Researchers tapped cloud-based EHR data from vendor athenahealth’s database compiled from 72,000 healthcare providers and records for more than 23 million patients, while using a flu-prediction algorithm called AutoRegressive Electronic Health Record Support (ARES) to estimate flu activity over a three-year period.
“The beauty of the access we have to the data from athenahealth is that they send it to us weekly. Every Monday we get the data from them for the past week, so that’s very close to real time,” adds Santillana. “The fact that they are a cloud-based EHR is helpful because it is very easy for them to query their system and then send us the data.”
Based on their results, researchers were able to demonstrate that the algorithm’s estimates of national and regional flu activity had error rates that were two-fold to three-fold lower than earlier predictive models. In addition, according to the study, ARES correctly estimated the timing and magnitude of the national flu “peak week” for three seasons—though it was slightly less accurate in predicting regional peak weeks.
“Systems capable of providing real-time estimates of influenza activity are, thus, critical.”

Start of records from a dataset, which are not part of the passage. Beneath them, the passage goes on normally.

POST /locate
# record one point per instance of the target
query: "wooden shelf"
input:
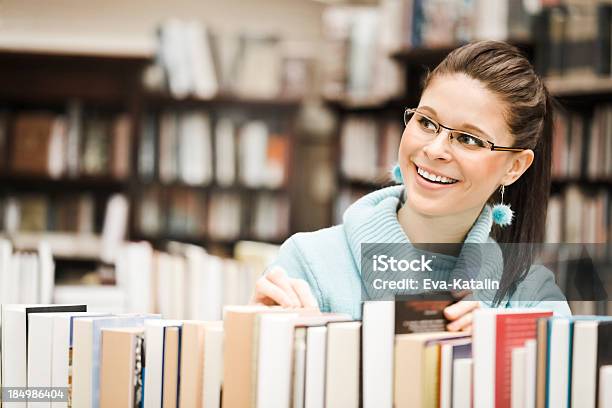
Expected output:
(211, 187)
(63, 244)
(222, 100)
(357, 105)
(431, 56)
(580, 86)
(27, 182)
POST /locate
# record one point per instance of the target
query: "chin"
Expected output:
(429, 208)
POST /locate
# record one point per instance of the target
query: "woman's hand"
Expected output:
(460, 314)
(276, 288)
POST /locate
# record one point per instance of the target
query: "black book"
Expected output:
(422, 313)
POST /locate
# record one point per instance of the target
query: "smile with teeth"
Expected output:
(435, 178)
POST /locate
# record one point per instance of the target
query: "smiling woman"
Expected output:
(483, 125)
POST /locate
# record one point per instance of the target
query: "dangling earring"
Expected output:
(502, 214)
(396, 174)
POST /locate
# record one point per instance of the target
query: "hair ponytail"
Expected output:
(529, 115)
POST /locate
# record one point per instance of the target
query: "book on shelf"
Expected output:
(26, 276)
(199, 63)
(74, 143)
(574, 39)
(368, 147)
(270, 356)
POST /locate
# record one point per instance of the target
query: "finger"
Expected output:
(267, 291)
(456, 310)
(302, 289)
(279, 277)
(461, 323)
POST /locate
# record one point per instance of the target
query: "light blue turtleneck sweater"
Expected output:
(330, 259)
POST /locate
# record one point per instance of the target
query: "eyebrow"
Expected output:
(466, 126)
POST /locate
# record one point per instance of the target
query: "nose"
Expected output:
(439, 147)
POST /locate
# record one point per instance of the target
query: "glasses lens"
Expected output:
(469, 142)
(425, 124)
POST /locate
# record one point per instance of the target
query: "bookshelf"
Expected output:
(109, 86)
(583, 98)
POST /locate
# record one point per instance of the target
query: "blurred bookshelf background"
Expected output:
(154, 155)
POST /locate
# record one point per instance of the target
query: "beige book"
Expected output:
(193, 361)
(411, 359)
(240, 352)
(171, 361)
(118, 366)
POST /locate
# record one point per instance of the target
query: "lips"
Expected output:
(434, 177)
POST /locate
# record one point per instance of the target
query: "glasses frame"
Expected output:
(440, 126)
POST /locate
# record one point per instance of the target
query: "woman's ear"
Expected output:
(519, 164)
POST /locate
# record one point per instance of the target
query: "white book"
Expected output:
(213, 366)
(517, 392)
(6, 254)
(605, 387)
(133, 270)
(378, 340)
(299, 367)
(205, 84)
(316, 345)
(530, 373)
(584, 364)
(558, 367)
(86, 355)
(225, 152)
(253, 153)
(342, 365)
(491, 20)
(446, 375)
(154, 359)
(14, 341)
(195, 148)
(115, 227)
(47, 272)
(274, 359)
(63, 324)
(462, 383)
(174, 57)
(40, 345)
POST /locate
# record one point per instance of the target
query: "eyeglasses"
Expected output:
(428, 129)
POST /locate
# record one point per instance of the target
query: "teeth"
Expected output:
(433, 177)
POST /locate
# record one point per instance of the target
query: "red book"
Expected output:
(496, 333)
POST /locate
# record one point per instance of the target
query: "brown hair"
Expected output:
(505, 71)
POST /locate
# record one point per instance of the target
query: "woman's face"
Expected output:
(463, 103)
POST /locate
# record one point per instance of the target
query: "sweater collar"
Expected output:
(373, 219)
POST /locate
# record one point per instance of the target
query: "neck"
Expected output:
(450, 229)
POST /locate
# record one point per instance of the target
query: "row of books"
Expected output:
(574, 38)
(260, 356)
(26, 276)
(444, 23)
(74, 143)
(582, 145)
(219, 215)
(356, 62)
(187, 147)
(197, 63)
(35, 212)
(579, 216)
(186, 282)
(77, 212)
(368, 148)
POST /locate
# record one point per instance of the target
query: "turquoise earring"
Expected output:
(502, 214)
(396, 174)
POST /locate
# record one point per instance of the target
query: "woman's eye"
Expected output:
(470, 140)
(427, 124)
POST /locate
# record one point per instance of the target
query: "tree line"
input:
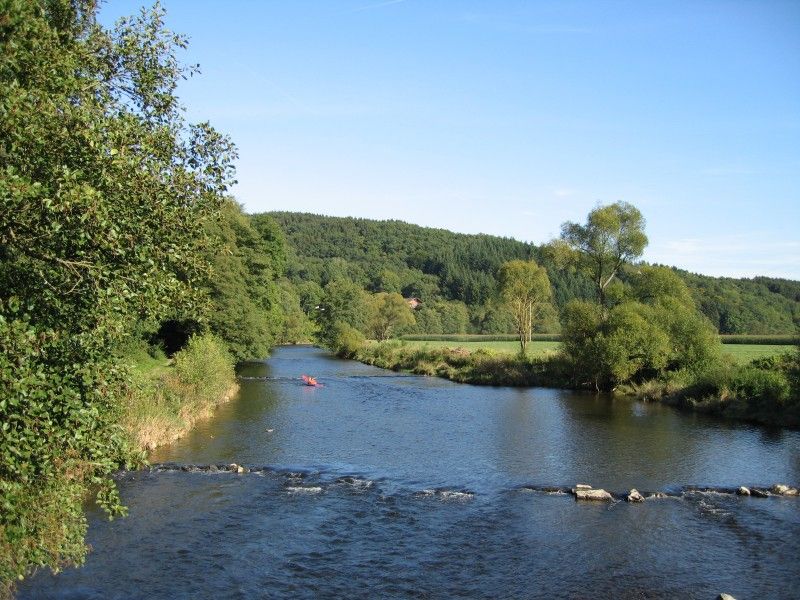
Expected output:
(436, 265)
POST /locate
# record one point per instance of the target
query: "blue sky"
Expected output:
(510, 118)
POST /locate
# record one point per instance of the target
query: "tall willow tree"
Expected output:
(524, 287)
(105, 191)
(611, 236)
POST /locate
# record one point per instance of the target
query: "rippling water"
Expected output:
(383, 485)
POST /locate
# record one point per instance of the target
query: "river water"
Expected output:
(380, 485)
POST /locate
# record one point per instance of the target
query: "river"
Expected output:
(382, 485)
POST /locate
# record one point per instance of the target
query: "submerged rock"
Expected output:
(657, 496)
(599, 495)
(581, 486)
(782, 489)
(635, 496)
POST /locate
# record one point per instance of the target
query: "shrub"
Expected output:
(345, 339)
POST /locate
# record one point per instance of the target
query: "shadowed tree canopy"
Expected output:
(611, 236)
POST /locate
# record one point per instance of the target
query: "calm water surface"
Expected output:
(383, 485)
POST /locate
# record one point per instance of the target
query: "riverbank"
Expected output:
(764, 391)
(167, 397)
(159, 401)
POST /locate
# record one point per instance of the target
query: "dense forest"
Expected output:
(440, 266)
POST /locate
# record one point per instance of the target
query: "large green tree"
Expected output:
(524, 286)
(105, 192)
(611, 236)
(389, 314)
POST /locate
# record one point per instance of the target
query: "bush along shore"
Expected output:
(159, 400)
(765, 391)
(165, 398)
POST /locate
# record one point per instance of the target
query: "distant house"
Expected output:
(413, 302)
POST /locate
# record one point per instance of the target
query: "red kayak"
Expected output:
(309, 380)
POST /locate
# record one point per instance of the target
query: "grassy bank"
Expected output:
(740, 352)
(166, 397)
(42, 520)
(765, 390)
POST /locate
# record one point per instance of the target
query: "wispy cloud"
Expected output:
(376, 5)
(505, 23)
(742, 255)
(564, 192)
(729, 171)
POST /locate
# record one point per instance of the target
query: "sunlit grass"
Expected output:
(534, 348)
(742, 353)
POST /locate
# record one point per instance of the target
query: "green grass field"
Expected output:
(742, 353)
(534, 348)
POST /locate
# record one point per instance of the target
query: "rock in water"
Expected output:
(782, 489)
(635, 496)
(600, 495)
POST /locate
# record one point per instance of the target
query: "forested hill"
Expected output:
(437, 264)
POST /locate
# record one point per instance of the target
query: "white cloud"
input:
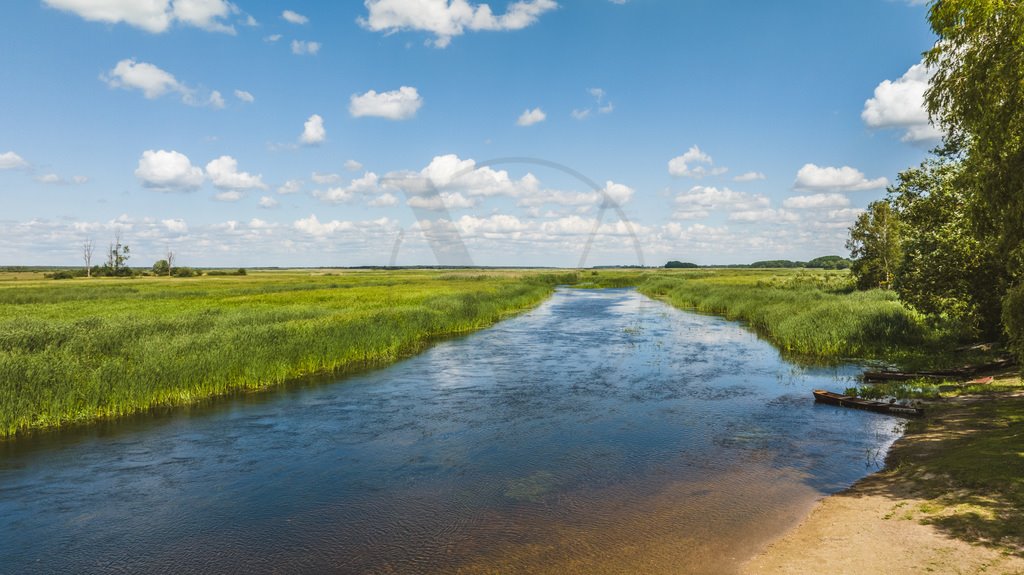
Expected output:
(368, 183)
(580, 114)
(175, 225)
(153, 15)
(814, 178)
(312, 131)
(291, 186)
(50, 179)
(168, 171)
(396, 104)
(155, 82)
(530, 117)
(300, 47)
(11, 161)
(683, 165)
(452, 201)
(816, 201)
(223, 172)
(766, 215)
(699, 201)
(901, 104)
(384, 201)
(206, 14)
(294, 17)
(446, 18)
(325, 178)
(749, 177)
(228, 195)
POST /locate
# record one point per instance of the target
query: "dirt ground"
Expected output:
(914, 517)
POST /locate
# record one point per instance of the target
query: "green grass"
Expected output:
(967, 459)
(81, 350)
(809, 313)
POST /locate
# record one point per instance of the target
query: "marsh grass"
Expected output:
(82, 350)
(808, 313)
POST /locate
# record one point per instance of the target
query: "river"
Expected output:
(602, 432)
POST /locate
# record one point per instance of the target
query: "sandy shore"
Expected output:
(881, 526)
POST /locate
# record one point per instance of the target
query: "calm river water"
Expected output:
(600, 433)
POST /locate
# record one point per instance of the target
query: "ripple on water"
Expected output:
(600, 433)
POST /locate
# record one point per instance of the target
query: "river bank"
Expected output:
(949, 500)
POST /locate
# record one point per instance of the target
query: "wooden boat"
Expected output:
(861, 403)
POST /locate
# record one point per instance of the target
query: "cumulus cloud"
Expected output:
(300, 47)
(900, 104)
(816, 201)
(175, 225)
(313, 132)
(224, 174)
(294, 17)
(749, 177)
(814, 178)
(154, 82)
(11, 161)
(530, 117)
(154, 15)
(448, 18)
(766, 215)
(291, 186)
(698, 202)
(168, 171)
(683, 166)
(366, 184)
(396, 104)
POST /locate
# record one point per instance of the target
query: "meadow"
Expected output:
(81, 350)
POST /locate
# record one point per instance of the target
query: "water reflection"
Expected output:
(602, 432)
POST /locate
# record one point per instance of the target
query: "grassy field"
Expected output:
(814, 313)
(81, 350)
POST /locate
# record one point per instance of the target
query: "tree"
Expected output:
(88, 248)
(117, 256)
(170, 261)
(949, 270)
(875, 246)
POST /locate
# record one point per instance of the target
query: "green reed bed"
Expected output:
(810, 313)
(84, 350)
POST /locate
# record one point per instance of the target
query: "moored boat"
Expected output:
(861, 403)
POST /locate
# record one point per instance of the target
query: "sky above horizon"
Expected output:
(417, 132)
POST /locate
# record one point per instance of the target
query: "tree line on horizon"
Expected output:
(948, 237)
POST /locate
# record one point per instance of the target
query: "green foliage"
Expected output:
(1013, 320)
(807, 313)
(79, 351)
(875, 246)
(829, 262)
(949, 271)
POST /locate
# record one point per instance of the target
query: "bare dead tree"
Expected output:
(87, 250)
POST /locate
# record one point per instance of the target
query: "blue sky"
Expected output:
(318, 133)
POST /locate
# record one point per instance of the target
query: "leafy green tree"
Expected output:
(875, 246)
(977, 97)
(949, 270)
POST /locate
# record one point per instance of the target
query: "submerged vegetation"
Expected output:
(90, 349)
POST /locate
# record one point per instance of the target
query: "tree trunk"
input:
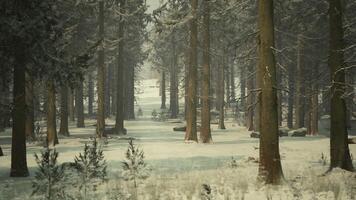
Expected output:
(130, 93)
(250, 99)
(299, 95)
(205, 131)
(163, 90)
(339, 148)
(222, 93)
(100, 115)
(270, 168)
(291, 83)
(173, 105)
(18, 146)
(79, 105)
(119, 125)
(107, 92)
(52, 138)
(30, 115)
(64, 130)
(71, 106)
(191, 114)
(90, 93)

The researchers explain in their article that EHR data provides an “early count” of ILI activity in much the same way as exit polls enable pollsters to forecast election results. They also note that one of the limitations of ARES is that it relies on EHR data is not generally available to the public, although athenahealth does provide it to several groups of influenza researchers around the country.
Going forward, the team plans to integrate ARES into a network model and test the accuracy of the algorithm at state and city levels, in countries other than the United States, as well as on communicable diseases other than the flu.